Aggregating data¶

General¶

Aggregation is the calculation of so called aggregates like minimum, maximum, average based on raw values or based on already calculated aggregates.

The aggregates used in atvise are based on the OPC UA specification Part 13 "Aggregates" (Release 1.03). For the atvise documentation below parts of that specification where taken by courtesy of the OPC Foundation.

Each aggregate is defined by an interval with the related start and end time and the corresponding aggregate function.

Example:

5-minute minimum
4-hour average
1-day maximum

OPC UA aggregates need "Bounds" (= values at the start timestamp and end timestamp of the interval) for their calculation. Two kinds of calculating bounds exist which are defined by the aggregate function:

Interpolated Bounding Values: using the first value with status Non-Bad before and after the timestamp.
Simple Bounding Values: using the first value before and after the timestamp even if the status is "Bad".

In addition, each aggregate function has the following two settings:

Interpolation: Will be configured for the raw archive and applies to all aggregate functions of an aggregate template due to the assignment of the aggregate template and raw archive to a node.Interpolation will automatically be applied in case a value exists before and after the timestamp (start time or end time).

Extrapolation: Will be configured directly for the aggregate function.Extrapolation will automatically be applied, when for an interval boundary (start or end time) only values before the boundary exist.

Interpolation and Extrapolation can either be set to "sloped" or "stepped":

Sloped and stepped inter-/extrapolation¶

The supported aggregates include all aggregates according to the OPC UA specification and also the atvise specific "Sampled" aggregate:

Aggregate functions¶

AnnotationCount

Returns a count of all annotations in the interval.

The timestamp of the aggregate will always be the start of the interval.

Note: Since annotations are currently not supported by the atvise server, the result will always be 0.

Average

Adds up all values with status "Good" for each interval, and divides the sum by the number of values with status "Good". This aggregate is not time based so the "Minimum Good Values" and "Minimum Bad Values" applies to the number of values in the interval.

The timestamp of the aggregate will always be the start of the interval.

Count

Retrieves a count of all the values within an interval. If one or more values are non-Good, they are not included. If no Good data exists for an interval, the count is zero.

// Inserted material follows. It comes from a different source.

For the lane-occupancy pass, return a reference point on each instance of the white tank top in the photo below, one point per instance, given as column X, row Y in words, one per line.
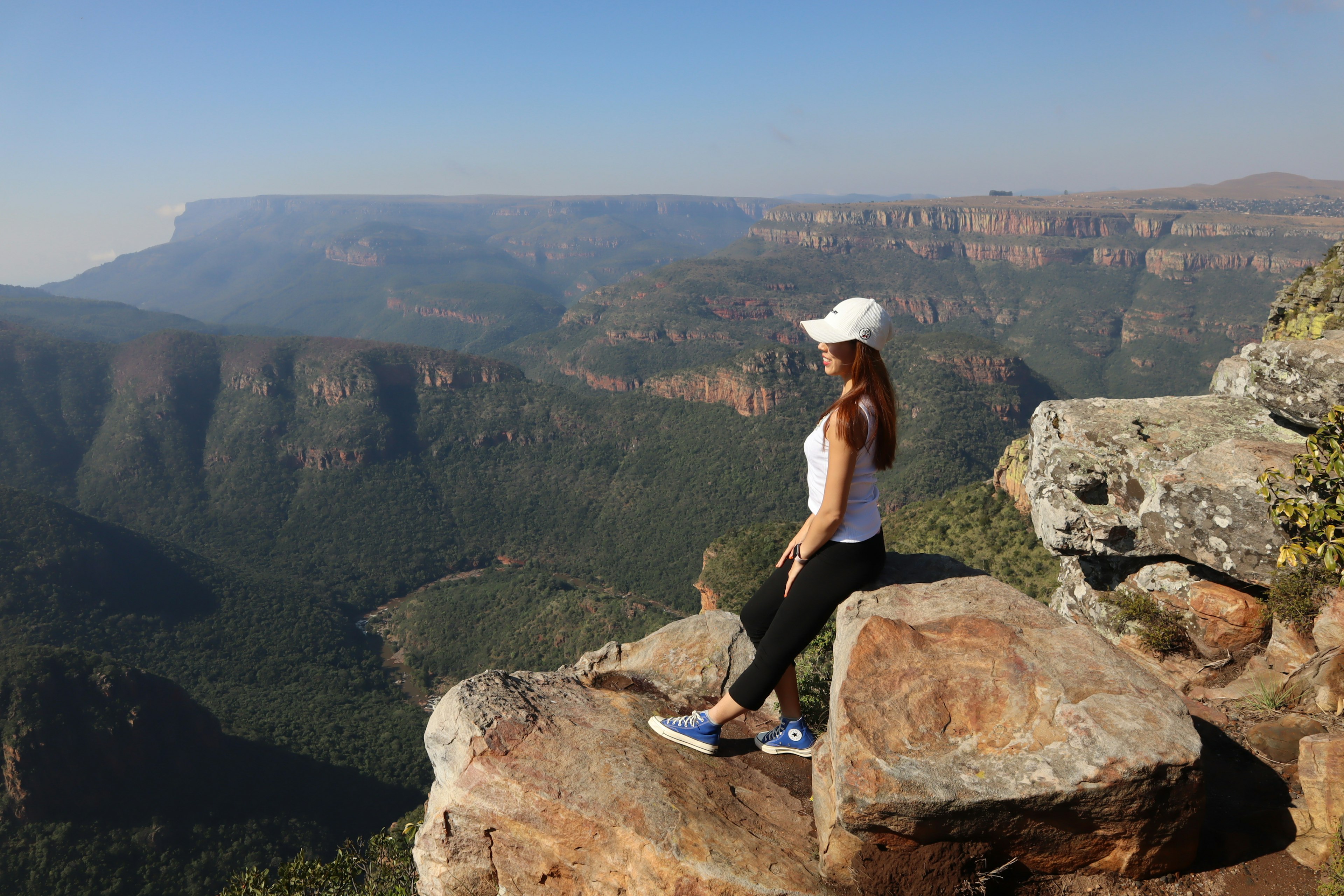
column 862, row 519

The timestamp of the aggregate will always be the start of the interval.

Delta

Retrieves the difference between the earliest and latest Good values in the interval. The aggregate is negative if the latest value is less than the earliest value.

The timestamp of the aggregate will always be the start of the interval.

DeltaBounds

Returns the difference between the StartBound and the EndBound aggregates with the exception that both the start and end shall be Good. The aggregate is negative if the EndBound aggregate is less than the StartBound aggregate.

The timestamp of the aggregate will always be the start of the interval.

DurationBad

Divides the interval into regions of Bad and non-Bad data. Each region starts with a value in the interval. If that value is Bad the region is Bad. The aggregate is the sum of the duration of all Bad regions expressed in milliseconds.

The status of the first region is determined by finding the first value at or before the start of the interval.

The timestamp of the aggregate will always be the start of the interval.

DurationGood

Divides the interval into regions of Good and non-Good data. Each region starts with a value in the interval. If that value is Good the region is Good. The aggregate is the sum of the duration of all Good regions expressed in milliseconds.

The status of the first region is determined by finding the first value at or before the start of the interval.

The timestamp of the aggregate will always be the start of the interval.

DurationInStateNonZero

Returns the time duration (in milliseconds) during the interval that the value (also applicable for Boolean) was not zero or true. The Simple Bounding Values for the interval are used to determine the initial value. If one or more values are non-Good, they are not included in the Duration.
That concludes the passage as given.